I am very conflicted as to whether addictions should be qualified as a disease. I am against any definitions or societal attitudes which tend to remove personal responsibility for one's actions even for many common forms of mental illness.
I think the moniker of "disease" is helpful to the extent that society and the sufferer recognize that outside help and treatment are usually needed to overscome or manage the condition. Most diseased people can't control their own disease without help and need to recognize that. That's where the term adds value.
But on the flip side, when people have an attitude like, "you can't help it" or "I feel sorry for you" because of the disease then more harm is done than good.
I have personal experience with this. My father was mentally ill and could get violent. The family understood this and was forgiving. However, whenever the forgiveness and empathy went too far and acknowledged he couldn't help it, he would tend to let his guard down and things would get worse. It was better to hold his feet to the fire at all times and let him know we held him responsible to overcome his impulses.
I have a slow metabolism and predisposition to being fat. Society increasingly wants to call this a disease and tell me this is not my responsibility. If I felt that way I'd be obese. I just feel that I have to work harder if being in shape is important to me, which it is. It's my choice and my responsibility. Just as I feel people with learning disabilities should work harder to overcome their plight, preferably with outside assistance.
Well Cub...I am a firm believer in genetics...I am so Freudian...*lol*.. I do believe that environment can be a key factor in the expression of a genetic pattern...simply because if everyone in the family drinks, does drugs, shops or any other habit to the extreme and you begin to partake in the addiction then the genetic patter begins to express...it only takes one drink, drug or any addictive behavior for some to be an addict.
But please understand, I do not think that that is an excuse for an addiction. In fact, it should be the opposite.
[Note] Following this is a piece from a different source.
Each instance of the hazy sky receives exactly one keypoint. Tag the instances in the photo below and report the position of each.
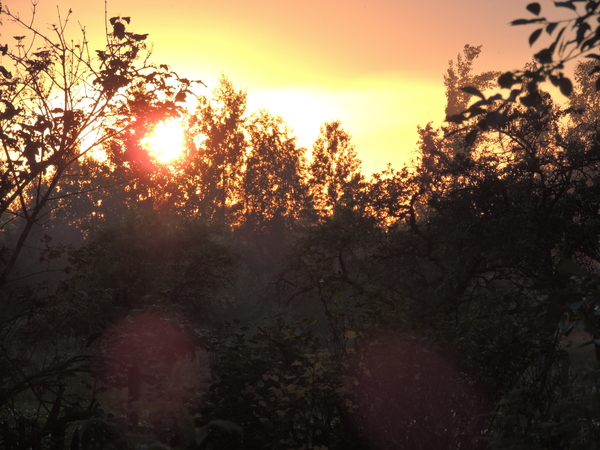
(377, 65)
If a person is aware of the genetic risk for any type of addiction then they should be very cautious in the choices they make. Now...that is not me making the person responsible for their genetic inheritance but responsible for the actions they take to prevent physical addictions.
I am all about personal responsibility, I am a behavorist in practice. But let me ask you this, if you feel that a person makes choices strictly based on environment then why is it that, in a family, some feel greater pressure to participate in the "family addiction" then others. Why would that be? and how do you see the family members who do not participate in the family issue? Do they have a greater will or is the pressure different for them?...or is it just all choices....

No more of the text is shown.